ETF Investing Guide: Three Candidates for a Solution to the Problem of When to Get Started
So here are three alternatives that lower the risk of taking the plunge into overvalued assets.
- Chose a rebalancing rule that lessens the impact of over- or under-valuation in your initial portfolio. The “overshoot” rebalancing rule outlined in the discussion of rebalancing would work well: you only rebalance when a particular asset deviates significantly from your target allocation. That would lower the damage from rebalancing to an asset class that continues to fall, but it won’t save you from losing money on your original allocation.
- Implement your initial asset allocation gradually. You could build your portfolio gradually over a year, or two years, or five years. Advantage: you’ll buy the assets at an average cost of their prices over that period. Disadvantages:
- The potential opportunity cost of leaving your savings in cash rather than stocks, bonds and real estate;
- Delaying the benefits of frequent rebalancing once you’re up and running (buy low, sell high); and
- Higher trading costs as you purchase your ETFs (and closed-end funds) in multiple small blocks rather than a few large blocks.
- Find some way to determine whether stocks, bonds and real estate are fairly valued, and only buy them when they are. The challenge, however, is arriving at an estimate of fair value for the various asset classes that you trust. Even professionals disagree profoundly about this issue. Wall Street firms, for example, employ “strategists” who focus on exactly the question of how exposed to equities portfolios should be, given current valuation levels. But they frequently disagree with each other (see table below), and in aggregate there seems to be little correlation between their intelligence and their track record.

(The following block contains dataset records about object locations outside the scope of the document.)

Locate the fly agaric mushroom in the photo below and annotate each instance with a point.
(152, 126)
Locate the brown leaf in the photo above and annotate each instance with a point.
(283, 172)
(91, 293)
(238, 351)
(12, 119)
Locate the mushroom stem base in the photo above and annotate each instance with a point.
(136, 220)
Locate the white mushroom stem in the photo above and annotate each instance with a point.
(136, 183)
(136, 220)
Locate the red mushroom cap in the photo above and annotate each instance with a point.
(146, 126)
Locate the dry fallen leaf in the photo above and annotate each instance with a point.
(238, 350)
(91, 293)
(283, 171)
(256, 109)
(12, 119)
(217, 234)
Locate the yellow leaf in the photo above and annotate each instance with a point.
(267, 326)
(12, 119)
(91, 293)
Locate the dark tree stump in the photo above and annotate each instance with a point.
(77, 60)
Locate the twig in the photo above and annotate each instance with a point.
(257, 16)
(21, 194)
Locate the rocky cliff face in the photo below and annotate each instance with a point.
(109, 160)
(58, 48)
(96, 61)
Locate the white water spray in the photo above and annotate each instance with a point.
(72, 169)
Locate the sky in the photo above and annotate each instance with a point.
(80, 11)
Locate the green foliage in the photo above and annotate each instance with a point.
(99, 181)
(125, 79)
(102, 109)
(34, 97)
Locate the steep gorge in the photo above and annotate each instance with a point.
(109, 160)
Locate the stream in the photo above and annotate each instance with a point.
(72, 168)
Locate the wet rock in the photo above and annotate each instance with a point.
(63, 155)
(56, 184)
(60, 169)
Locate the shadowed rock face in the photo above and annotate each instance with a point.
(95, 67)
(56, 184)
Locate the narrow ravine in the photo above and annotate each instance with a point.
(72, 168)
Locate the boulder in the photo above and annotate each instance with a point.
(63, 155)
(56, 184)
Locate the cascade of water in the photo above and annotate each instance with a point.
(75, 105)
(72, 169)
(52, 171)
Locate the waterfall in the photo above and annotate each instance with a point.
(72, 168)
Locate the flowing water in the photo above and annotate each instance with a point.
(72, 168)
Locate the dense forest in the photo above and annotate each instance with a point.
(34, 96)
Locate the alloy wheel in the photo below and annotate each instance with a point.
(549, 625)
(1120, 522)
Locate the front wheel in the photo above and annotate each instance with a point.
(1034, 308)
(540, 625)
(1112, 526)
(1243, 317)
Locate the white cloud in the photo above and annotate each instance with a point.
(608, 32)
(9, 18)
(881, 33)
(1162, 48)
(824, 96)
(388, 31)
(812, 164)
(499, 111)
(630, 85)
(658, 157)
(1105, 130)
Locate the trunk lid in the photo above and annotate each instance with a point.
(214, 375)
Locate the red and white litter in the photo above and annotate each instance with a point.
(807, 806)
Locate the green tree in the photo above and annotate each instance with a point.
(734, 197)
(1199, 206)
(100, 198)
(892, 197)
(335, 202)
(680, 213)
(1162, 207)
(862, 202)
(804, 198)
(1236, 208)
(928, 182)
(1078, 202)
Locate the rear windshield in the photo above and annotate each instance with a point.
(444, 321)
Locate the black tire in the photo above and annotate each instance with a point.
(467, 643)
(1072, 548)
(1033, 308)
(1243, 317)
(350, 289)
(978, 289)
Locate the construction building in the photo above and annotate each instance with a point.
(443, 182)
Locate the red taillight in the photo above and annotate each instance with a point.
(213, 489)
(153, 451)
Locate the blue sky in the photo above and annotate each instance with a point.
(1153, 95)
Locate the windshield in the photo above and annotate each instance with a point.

In sum, none of the three solutions to the problem of when to implement your long-term asset allocation goals is entirely satisfactory. Your decision of when to buy stock, bond and REIT ETFs will inevitably involve subjective judgment, and the chances you will buy at the best possible level are minimal.
However, it’s important to keep two things in mind. First, over long periods of time, portfolio rebalancing will ensure that your portfolio reaches your target allocation, and then benefits from over and under-valuation of asset classes. And second, whichever approach to investing you adopt you’ll choose an initial asset allocation, whether you do it consciously or not. (Go figure what your current asset allocation is; it may shock you.) But with the approach I’ve described, you think clearly about your desired asset allocation, and understand the risks of buying asset classes during periods of overvaluation.